La fatigue était vaine. Surtout après avoir donné naissance à un robuste garçon. Aurore consentait de le préserver du mal. Mais pouvait-elle seulement le renier? Non, elle avait supplié Néera et si ce fut d’un coup de folie qu’elle le fit, elle s’en voulut amèrement. Pour le reste, Arcam avait encore gagnée et avait réduit en cendre le cœur de la châtelaine. Jamais elle ne pourra-t-elle aimé personne.

Qu’il fut bon, honnête et juste. Elle n’avait plus de cœur pour aimer et son fils n’était que son fils. Les sentiments n’existaient plus, car elle ne voulait plus aimer mais haïr. Haïr que l’on la fasse souffrir et si son cœur devait pourrir alors qu’il pourrisse. Elle avait assez donné pour ne plus recevoir du tout. En fait, son cœur était devenu noire parce qu’elle n’avait jamais tenu ses conditions et n’avait pas percé le Baron après les chasses. Elle l’avait laissé faire et avait pris la fuite à Missède seulement parce qu’elle était trop lâche.

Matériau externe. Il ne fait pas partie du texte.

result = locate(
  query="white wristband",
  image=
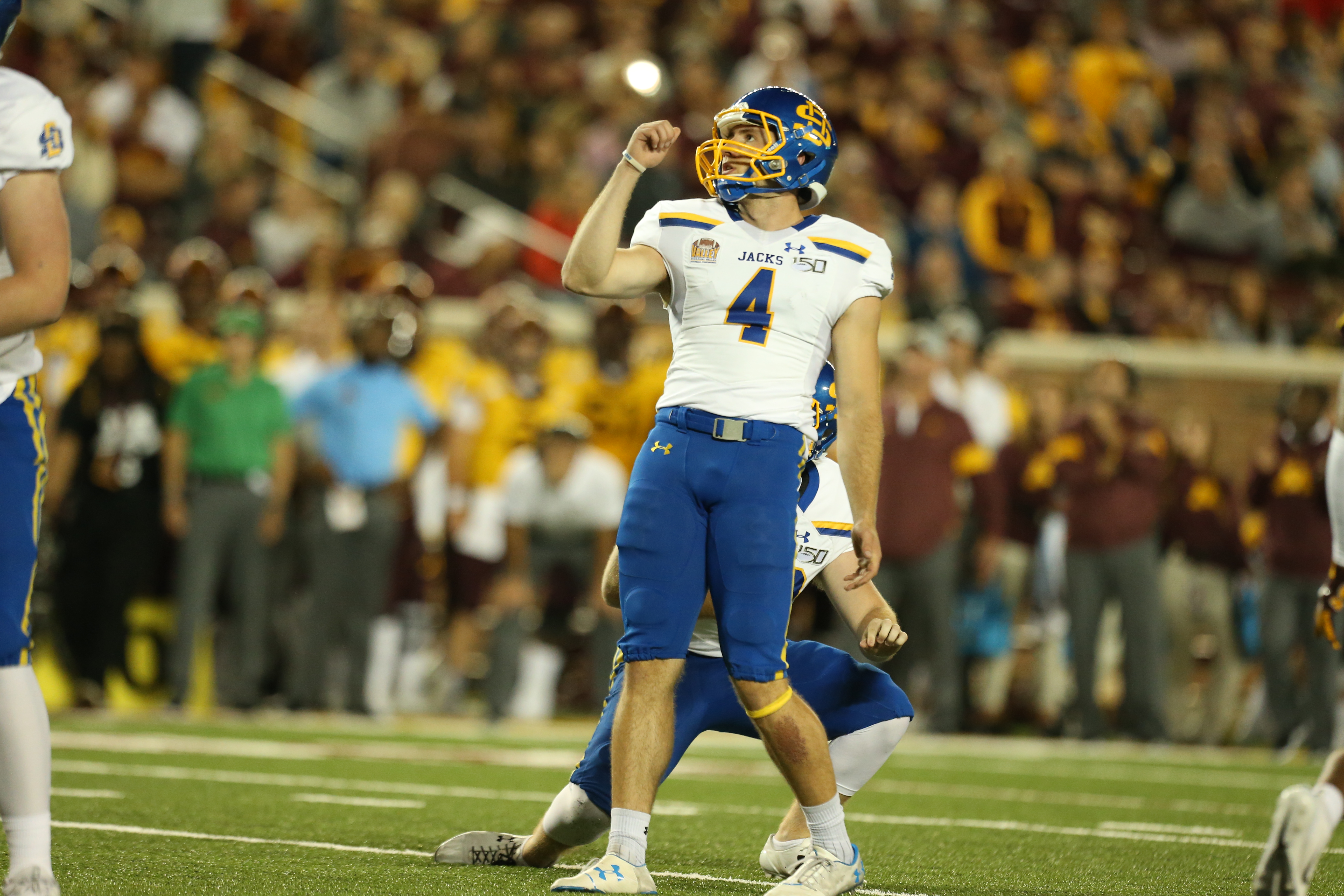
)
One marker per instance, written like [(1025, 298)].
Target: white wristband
[(634, 164)]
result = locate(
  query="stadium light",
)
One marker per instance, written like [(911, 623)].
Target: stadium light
[(644, 77)]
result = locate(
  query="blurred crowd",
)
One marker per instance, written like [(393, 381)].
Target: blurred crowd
[(255, 410)]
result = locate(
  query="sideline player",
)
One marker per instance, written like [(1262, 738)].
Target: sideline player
[(1307, 816), (761, 293), (34, 281), (863, 711)]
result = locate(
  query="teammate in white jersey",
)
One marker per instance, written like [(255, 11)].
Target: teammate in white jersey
[(863, 711), (1307, 815), (760, 295), (34, 281)]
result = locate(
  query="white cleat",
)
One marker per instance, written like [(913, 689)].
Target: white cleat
[(608, 875), (1298, 839), (480, 848), (781, 863), (31, 882), (822, 875)]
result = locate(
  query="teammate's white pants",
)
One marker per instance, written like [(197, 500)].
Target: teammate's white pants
[(25, 769)]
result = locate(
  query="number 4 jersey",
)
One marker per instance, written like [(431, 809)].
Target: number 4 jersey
[(752, 311), (34, 136)]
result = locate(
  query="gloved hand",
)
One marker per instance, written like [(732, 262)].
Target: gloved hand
[(1330, 601)]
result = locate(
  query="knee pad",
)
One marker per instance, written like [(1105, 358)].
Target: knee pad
[(573, 820), (858, 757)]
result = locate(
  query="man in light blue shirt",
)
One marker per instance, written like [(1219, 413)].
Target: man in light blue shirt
[(369, 418)]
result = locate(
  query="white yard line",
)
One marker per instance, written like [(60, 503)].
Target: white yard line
[(1146, 827), (378, 851), (1111, 831), (690, 768), (1062, 799), (87, 794), (369, 802), (271, 780)]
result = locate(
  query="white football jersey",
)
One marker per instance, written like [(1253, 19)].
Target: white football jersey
[(823, 533), (34, 136), (752, 311)]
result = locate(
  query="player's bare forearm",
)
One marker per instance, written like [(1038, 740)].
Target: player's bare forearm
[(284, 464), (858, 370), (596, 265), (37, 236), (174, 465), (604, 549), (859, 441), (865, 610)]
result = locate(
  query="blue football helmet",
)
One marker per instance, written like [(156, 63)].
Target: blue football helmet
[(10, 11), (800, 156), (824, 410)]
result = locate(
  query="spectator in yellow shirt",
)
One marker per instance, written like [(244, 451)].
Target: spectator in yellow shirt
[(178, 346), (1005, 215), (1108, 65), (620, 398)]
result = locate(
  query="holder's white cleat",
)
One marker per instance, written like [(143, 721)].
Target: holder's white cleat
[(480, 848), (1298, 839), (31, 882), (608, 875), (822, 875), (781, 863)]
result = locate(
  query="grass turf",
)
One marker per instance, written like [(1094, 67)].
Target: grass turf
[(945, 817)]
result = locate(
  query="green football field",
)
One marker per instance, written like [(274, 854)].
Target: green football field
[(328, 805)]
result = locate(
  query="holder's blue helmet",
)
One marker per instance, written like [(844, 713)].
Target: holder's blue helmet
[(800, 155), (10, 11), (824, 410)]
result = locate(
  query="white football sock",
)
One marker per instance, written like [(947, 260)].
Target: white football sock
[(858, 757), (1335, 495), (629, 837), (25, 769), (827, 827), (1330, 802)]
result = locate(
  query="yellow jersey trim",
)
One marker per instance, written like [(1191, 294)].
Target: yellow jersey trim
[(841, 244)]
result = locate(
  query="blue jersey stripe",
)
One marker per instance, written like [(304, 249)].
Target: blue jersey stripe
[(838, 250), (686, 222)]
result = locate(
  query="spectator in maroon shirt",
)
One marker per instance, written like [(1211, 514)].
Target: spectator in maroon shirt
[(928, 449), (1203, 554), (1111, 464), (1288, 487), (1027, 476)]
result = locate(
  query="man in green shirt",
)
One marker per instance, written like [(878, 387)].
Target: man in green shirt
[(228, 468)]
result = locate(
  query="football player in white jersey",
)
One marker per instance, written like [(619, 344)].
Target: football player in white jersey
[(760, 295), (862, 709), (34, 281), (1307, 816)]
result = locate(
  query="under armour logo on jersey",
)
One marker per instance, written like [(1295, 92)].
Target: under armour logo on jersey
[(53, 142)]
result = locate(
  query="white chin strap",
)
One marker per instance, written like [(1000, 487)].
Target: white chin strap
[(811, 197)]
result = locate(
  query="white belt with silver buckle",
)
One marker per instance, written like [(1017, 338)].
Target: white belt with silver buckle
[(729, 429)]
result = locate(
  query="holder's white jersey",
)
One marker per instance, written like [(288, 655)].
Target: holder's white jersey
[(823, 531), (752, 311), (34, 136)]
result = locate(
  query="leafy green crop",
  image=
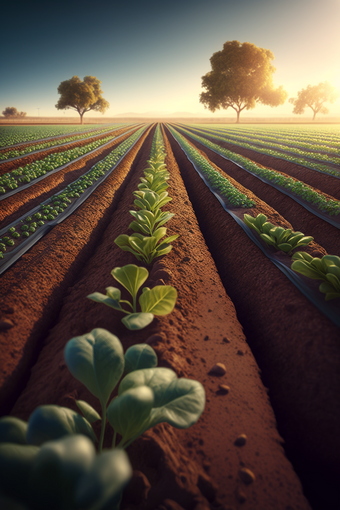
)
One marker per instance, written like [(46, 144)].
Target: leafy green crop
[(282, 239), (327, 268), (49, 463), (157, 301)]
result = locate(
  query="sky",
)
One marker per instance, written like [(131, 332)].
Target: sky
[(150, 56)]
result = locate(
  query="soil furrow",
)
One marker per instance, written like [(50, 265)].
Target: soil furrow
[(21, 203), (325, 183), (296, 346), (300, 218), (32, 290), (202, 330)]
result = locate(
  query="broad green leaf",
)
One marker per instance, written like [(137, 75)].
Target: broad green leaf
[(131, 277), (90, 414), (158, 379), (102, 485), (181, 404), (128, 412), (13, 430), (160, 300), (57, 468), (306, 269), (105, 300), (135, 321), (16, 461), (97, 360), (52, 422), (140, 356)]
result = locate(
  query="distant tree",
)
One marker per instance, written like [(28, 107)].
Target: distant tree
[(10, 111), (81, 96), (241, 77), (314, 97)]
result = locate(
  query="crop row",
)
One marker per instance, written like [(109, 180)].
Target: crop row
[(293, 137), (307, 161), (219, 183), (293, 187), (32, 171), (324, 134), (15, 153), (54, 451), (13, 135), (326, 269), (63, 203)]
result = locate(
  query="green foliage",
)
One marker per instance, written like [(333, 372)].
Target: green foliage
[(157, 301), (81, 96), (327, 269), (240, 77), (282, 239), (63, 470), (314, 97)]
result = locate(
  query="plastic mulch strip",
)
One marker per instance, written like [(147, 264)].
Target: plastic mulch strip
[(25, 186), (335, 222), (307, 286), (211, 134), (11, 257)]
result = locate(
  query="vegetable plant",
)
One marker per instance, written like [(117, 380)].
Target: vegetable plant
[(327, 269), (282, 239), (159, 300), (47, 462)]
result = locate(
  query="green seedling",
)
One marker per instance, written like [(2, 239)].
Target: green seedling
[(146, 221), (146, 248), (282, 239), (327, 269), (157, 301), (47, 463)]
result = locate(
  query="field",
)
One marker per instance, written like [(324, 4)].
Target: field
[(268, 436)]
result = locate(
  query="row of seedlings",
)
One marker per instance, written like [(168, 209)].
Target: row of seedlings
[(16, 153), (297, 190), (21, 234), (326, 269), (54, 451), (37, 170), (308, 159)]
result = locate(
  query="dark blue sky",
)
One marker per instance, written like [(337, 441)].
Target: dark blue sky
[(151, 55)]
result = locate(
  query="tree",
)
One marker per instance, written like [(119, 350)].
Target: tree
[(314, 97), (241, 77), (10, 112), (81, 96)]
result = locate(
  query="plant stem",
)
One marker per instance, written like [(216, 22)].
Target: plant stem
[(101, 440)]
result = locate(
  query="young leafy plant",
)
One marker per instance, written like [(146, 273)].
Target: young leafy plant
[(282, 239), (157, 301), (48, 463), (327, 268), (146, 248)]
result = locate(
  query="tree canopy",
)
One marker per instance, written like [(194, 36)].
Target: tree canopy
[(241, 77), (81, 96), (10, 111), (314, 97)]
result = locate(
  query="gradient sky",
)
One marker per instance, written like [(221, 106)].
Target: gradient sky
[(150, 55)]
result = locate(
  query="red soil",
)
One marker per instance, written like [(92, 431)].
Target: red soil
[(44, 297)]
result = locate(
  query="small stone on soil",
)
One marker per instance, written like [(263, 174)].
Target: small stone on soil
[(224, 388), (5, 324), (247, 476), (241, 440), (218, 369)]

Il n’y aurait pas de fête ni de réjouissance. Même Aurore le savait qu’il n’aurait de vie que de batard. Harald … Son fils, son seul espoir d’échapper a la potence de la mort qui la guettait. Pourquoi la retenait-il en otage dans ce monde alors, qu’elle aurait préféré mourir que de subir l’humiliation qu’on lui infligeait.

Elle ne détestait pas le nom. En sommes, il avait le droit d’hériter d’un peu d’honneur. Car Aurore comme Harnyll, n’aurait osé souiller le nom de leur ancêtre. Elle se disait que Sinlieh devrait changer de propriétaire. Quel plaisir ferait-elle en laissant le domaine à sa vieille tante qui se battait pour l’avoir. Elle n’avait pas la force de lui refuser en ce moment.

Si tu veux veiller sur lui, prends-le. Il ne sera jamais en sécurité à Sinlieh.

Elle comprendrait son départ et souffrirait moins de ne pas le savoir perdu. Dès qu’elle pourrait elle rentrerait à Sinlieh. Ses bagages étaient presque prêts et elle ne tarderait pas à retrouver son chez soi.

Si un jour le baron que j’ai connu revient, dites le moi. Il me manque terriblement.

Jamais elle n’aurait l’audace de lui demander ce qu’elle voulait lui demander. Il avait autre chose et comme toujours, il se sauvait d’elle. Les ragots, elle n’en avait pas peur et les mensonges la fatiguaient.